Our hero shifts his weight several times, clears his throat, and begins talking at her backside.
“If you're really going to believe something GABBY told you over what I say then we have bigger problems than this anyway. I wasn't even AT that party, you were in Cape Cod and I was in Pennsylvania.”
“Then why'd you delete all your texts? And how'd your brother go to his basketball game if you were in Pennsylvania?” She paused and her voice filled with venom. “Why do you keep lying to me?”
“My phone only saves like 200 texts. Then it deletes old ones. You know you're being crazy. And oh my god, my brother didn't go to his basketball game. How many times do we have to have this conversation? I'm not the one who lies.”
“You're such a dick.”
He opens his mouth and closes it, defeated. The line shuffles forward again and the two of them walk up metal stairs into the station. She tosses her purse onto a bench and wordlessly buckles her seat-belt. He tugs at the end, to help make sure it's tight enough.
“Don't. Touch. Me.”
“Are you serious?”
She doesn't reply, and the safety bar swings down. He stares into space and thinks about how he almost didn't move into a house on her street. A nasally voice demands for limb control, and prohibits photography. There's a pause, the attendant hits a button, and all that noise starts as they click up the hill. Our hero's knuckles have been white for ten minutes. The car ascends higher and higher up the track, as people fade into ants and cars become toys.
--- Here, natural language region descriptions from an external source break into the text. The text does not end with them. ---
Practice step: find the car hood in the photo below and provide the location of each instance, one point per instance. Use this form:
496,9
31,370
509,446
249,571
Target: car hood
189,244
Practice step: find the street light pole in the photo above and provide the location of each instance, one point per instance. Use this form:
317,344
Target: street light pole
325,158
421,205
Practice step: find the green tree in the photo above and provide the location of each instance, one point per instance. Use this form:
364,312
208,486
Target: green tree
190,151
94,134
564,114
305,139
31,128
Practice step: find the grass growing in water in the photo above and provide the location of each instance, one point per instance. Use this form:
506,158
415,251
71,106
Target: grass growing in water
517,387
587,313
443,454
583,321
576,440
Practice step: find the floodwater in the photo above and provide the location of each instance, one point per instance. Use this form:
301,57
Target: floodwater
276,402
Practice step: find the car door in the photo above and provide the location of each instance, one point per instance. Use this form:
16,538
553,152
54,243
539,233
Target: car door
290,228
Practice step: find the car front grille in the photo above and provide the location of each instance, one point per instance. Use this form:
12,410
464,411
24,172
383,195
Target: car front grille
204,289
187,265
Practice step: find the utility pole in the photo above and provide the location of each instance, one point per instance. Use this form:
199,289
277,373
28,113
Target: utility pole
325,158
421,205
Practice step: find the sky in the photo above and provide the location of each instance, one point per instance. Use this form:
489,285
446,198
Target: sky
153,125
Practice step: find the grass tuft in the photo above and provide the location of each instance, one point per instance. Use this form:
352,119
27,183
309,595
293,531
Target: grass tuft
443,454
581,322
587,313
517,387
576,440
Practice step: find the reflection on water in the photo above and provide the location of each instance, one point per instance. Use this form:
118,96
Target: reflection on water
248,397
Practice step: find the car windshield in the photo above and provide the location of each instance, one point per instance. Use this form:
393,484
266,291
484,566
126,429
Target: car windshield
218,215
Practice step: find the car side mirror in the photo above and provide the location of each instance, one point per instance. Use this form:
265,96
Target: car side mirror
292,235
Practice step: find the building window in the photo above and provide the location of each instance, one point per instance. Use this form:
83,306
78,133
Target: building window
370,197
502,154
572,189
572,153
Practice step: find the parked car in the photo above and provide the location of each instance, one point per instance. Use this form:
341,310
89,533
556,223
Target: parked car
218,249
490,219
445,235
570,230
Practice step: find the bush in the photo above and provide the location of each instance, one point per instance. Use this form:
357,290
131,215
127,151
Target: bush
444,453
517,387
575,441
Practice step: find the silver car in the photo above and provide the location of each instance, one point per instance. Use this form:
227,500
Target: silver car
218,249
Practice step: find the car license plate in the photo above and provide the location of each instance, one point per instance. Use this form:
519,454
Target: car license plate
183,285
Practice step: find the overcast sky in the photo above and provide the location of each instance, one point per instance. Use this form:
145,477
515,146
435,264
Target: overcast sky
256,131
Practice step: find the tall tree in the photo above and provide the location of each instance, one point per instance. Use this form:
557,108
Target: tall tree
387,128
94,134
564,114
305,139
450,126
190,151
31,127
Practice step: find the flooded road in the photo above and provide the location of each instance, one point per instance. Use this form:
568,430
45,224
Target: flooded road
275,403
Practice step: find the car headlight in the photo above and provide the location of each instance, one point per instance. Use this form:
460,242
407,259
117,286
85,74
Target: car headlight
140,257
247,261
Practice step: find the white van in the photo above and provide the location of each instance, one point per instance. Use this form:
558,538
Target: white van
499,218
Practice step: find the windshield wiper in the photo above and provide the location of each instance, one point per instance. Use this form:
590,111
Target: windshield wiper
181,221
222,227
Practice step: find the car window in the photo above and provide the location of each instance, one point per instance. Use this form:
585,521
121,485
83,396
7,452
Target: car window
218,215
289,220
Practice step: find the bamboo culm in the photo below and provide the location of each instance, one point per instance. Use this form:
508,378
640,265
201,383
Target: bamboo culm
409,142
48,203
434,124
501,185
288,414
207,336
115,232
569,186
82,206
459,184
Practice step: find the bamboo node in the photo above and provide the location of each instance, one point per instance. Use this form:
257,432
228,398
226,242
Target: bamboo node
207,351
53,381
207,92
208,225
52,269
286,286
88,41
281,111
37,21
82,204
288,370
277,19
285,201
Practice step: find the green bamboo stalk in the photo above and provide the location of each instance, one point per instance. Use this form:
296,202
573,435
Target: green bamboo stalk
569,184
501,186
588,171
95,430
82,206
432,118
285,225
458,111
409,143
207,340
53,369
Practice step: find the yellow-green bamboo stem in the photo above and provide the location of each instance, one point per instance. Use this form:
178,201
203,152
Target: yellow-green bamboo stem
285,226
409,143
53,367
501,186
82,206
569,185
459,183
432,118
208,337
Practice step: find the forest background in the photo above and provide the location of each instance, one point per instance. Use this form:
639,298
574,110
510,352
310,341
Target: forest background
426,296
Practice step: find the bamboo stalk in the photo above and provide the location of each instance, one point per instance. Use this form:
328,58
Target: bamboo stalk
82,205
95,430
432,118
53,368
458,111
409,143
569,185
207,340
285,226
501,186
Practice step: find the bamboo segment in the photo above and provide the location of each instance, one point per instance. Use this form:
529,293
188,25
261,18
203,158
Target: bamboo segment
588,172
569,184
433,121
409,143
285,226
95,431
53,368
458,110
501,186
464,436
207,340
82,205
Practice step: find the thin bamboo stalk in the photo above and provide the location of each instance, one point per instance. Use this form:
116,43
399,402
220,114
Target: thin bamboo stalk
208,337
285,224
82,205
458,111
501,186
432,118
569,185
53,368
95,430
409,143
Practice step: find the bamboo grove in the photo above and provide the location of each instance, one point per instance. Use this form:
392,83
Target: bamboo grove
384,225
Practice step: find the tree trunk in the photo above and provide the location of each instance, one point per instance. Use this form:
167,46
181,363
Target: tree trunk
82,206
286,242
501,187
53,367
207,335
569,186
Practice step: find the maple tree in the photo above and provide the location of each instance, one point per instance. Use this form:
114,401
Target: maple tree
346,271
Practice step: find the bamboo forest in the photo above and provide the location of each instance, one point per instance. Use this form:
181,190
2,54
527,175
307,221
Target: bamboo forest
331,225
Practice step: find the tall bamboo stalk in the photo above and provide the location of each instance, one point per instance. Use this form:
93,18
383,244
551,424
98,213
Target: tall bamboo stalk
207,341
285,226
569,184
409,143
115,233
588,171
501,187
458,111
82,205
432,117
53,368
The train rolls over the hilltop, and there's a pause. It's eight seconds before the brakes release. He turns to her, but her gaze stays fixed on faraway treetops. He thinks of their conversation in the queue. He thinks about about the full ride at Choate he gave up to be near her, about the parties he missed to spend arguing with her. He thinks about the friends he pushed away with absence, about the wave of relief that came every time she answered the phone and didn't sound angry. He does all this thinking in about six seconds and in the final two, feels the words spiral out from his heart and up his throat, then ricocheting off clenched teeth. He takes a deep breath.
“I want to break up.” This time she turns around, but it's too late. His eyes snap shut, his hands raise up, a girl in the front row shrieks, and he's free.